Finding tangent angle

Question

Finding the tangent angle between the negative $x$-axis and the parabola $$y=-ax^2+bx$$($a,b>0$) at $(x_0,y_0)$ : I am trying to find the tangent angle with negative $x $ axis for a parabolic curve. I assume the equation of tangent line will be $$y=mx+C$$ and the equation for the parabola $$y=-a{x^2}+bx$$ So,$$-a{x^2}+bx-mx-C=0$$ Again $${y_0}=m{x_0}+C$$ We obtain $$a{x^2}+(m-b)x+{y_0}-m{x_0}=0$$ So if this tangent line is to be the desired tangent, then this $x$ has to be unique. That is, $$(m-b)^2-4(y_0-mx_0)a=0$$ Then $m$ has two values.
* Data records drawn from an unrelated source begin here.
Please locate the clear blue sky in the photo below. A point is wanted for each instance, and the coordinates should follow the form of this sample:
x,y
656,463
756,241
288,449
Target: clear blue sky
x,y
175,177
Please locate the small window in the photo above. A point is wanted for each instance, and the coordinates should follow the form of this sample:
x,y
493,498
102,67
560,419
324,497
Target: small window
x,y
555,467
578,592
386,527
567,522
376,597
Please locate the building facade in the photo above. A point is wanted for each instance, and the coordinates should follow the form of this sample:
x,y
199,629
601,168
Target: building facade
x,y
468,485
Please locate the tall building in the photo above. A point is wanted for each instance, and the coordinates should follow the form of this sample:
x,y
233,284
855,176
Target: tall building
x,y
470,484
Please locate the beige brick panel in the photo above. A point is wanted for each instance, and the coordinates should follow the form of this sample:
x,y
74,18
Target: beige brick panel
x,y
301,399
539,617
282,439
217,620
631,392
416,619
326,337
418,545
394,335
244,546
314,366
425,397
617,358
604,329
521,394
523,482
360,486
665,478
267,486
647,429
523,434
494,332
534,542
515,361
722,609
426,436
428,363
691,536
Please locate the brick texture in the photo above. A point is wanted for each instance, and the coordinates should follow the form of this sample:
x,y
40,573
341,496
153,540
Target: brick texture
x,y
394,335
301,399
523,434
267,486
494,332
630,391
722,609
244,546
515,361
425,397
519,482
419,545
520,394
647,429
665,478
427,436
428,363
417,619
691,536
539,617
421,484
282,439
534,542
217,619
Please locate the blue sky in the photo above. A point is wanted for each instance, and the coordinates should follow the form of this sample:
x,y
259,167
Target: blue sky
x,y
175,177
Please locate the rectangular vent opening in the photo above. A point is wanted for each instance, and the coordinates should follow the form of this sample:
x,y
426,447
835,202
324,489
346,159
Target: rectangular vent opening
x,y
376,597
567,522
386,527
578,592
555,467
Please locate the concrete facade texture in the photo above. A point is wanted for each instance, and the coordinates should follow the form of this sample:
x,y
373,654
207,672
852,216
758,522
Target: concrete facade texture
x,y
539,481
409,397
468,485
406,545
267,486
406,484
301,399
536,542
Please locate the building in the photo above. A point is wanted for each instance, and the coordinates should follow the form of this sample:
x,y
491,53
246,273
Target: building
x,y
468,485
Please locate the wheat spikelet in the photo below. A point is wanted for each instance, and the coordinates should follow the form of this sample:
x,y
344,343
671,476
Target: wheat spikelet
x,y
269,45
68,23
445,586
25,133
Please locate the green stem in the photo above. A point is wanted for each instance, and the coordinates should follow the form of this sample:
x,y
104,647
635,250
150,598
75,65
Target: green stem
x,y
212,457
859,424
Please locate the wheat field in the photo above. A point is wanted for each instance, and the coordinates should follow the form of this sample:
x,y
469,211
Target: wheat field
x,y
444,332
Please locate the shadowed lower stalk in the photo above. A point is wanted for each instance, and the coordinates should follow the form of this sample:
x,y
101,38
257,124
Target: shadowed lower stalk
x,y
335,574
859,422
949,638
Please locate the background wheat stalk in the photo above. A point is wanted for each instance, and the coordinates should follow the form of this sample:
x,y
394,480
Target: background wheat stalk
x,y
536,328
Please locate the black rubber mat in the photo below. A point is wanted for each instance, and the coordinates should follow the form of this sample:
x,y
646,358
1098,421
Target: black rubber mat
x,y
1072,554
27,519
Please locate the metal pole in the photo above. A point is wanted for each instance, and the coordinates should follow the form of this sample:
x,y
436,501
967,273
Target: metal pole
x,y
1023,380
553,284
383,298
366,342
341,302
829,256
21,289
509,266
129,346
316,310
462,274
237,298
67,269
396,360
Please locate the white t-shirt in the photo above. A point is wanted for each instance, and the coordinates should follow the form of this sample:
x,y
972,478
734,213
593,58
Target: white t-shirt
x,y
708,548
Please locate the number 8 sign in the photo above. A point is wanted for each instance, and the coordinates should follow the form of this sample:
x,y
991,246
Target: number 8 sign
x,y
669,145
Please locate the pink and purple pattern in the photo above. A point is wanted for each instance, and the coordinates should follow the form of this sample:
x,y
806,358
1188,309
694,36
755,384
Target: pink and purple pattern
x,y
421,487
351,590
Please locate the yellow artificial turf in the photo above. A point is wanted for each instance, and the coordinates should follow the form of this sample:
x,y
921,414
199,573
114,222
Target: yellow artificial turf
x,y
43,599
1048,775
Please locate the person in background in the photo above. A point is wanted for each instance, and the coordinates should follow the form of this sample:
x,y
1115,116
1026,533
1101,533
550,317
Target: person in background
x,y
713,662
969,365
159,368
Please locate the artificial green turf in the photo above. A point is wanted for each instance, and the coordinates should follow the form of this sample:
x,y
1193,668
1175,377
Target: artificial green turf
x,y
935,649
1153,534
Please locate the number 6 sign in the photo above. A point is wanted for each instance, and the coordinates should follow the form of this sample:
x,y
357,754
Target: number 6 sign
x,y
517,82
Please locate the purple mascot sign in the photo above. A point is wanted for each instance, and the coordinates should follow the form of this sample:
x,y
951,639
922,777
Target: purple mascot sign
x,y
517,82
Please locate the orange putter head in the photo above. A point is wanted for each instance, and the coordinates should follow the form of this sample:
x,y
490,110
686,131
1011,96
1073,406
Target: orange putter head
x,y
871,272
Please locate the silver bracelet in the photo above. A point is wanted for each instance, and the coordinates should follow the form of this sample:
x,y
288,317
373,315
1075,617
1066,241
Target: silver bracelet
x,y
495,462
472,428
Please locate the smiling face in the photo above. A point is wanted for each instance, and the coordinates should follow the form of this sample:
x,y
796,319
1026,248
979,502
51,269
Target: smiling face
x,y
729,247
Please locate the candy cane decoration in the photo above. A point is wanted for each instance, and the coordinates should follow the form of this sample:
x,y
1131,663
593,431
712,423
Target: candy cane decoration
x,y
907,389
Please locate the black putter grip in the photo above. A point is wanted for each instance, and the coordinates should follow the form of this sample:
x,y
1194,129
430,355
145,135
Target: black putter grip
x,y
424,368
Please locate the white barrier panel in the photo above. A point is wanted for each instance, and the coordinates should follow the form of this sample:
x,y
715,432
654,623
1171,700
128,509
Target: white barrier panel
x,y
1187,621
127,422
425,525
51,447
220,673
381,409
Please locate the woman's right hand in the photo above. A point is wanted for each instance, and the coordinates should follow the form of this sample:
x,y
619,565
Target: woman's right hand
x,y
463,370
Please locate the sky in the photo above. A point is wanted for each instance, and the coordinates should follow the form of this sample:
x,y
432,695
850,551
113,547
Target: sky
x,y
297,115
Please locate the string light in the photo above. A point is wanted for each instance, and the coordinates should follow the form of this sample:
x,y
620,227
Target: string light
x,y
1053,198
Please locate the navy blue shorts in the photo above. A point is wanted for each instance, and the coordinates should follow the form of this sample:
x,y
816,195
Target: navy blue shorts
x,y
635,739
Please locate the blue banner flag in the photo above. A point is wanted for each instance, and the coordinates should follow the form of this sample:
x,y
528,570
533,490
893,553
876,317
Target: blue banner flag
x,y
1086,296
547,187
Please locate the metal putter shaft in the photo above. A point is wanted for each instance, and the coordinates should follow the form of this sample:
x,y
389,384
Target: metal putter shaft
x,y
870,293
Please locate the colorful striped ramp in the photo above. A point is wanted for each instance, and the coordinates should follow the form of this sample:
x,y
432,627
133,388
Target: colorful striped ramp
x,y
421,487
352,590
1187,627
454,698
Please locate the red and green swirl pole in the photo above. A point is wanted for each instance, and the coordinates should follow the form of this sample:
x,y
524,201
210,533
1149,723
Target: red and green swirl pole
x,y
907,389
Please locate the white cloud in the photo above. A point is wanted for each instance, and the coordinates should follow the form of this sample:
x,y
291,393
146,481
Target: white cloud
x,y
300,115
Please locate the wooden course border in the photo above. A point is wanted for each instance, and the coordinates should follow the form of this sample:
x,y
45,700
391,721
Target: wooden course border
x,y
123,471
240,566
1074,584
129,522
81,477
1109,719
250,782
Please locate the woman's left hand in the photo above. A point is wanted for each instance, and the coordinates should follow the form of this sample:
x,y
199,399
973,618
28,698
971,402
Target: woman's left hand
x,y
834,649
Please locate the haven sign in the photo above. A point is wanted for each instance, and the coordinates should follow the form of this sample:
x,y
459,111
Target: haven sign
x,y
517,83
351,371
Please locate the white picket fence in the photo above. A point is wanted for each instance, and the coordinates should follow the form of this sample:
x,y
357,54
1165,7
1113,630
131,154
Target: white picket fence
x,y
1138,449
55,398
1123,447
So it seems to me complicated what $m$ I have to choose.Now what can I do?

Answer 1

If you take into account that $(x_0,y_0)$ is on the parabola, the last equation in $m$ can be rewritten in the following way: \begin{align} (m-b)^2-4&\bigl(-ax_0^2+(b-m)x_0\bigr)a=m^2-2mb+b^2+4a^2x_0^2-4abx_0+4ax_0m \\ &=m^2+2(2ax_0-b)m+\underbrace{b^2+4a^2x_0^2-4abx_0}_{\textstyle(2ax_0-b)^2}\\[-1ex] &=\bigl(m+(2ax_0-b)\bigr)^2, \end{align} so that the last equation has a double root (in $m$), and you don't have to choose.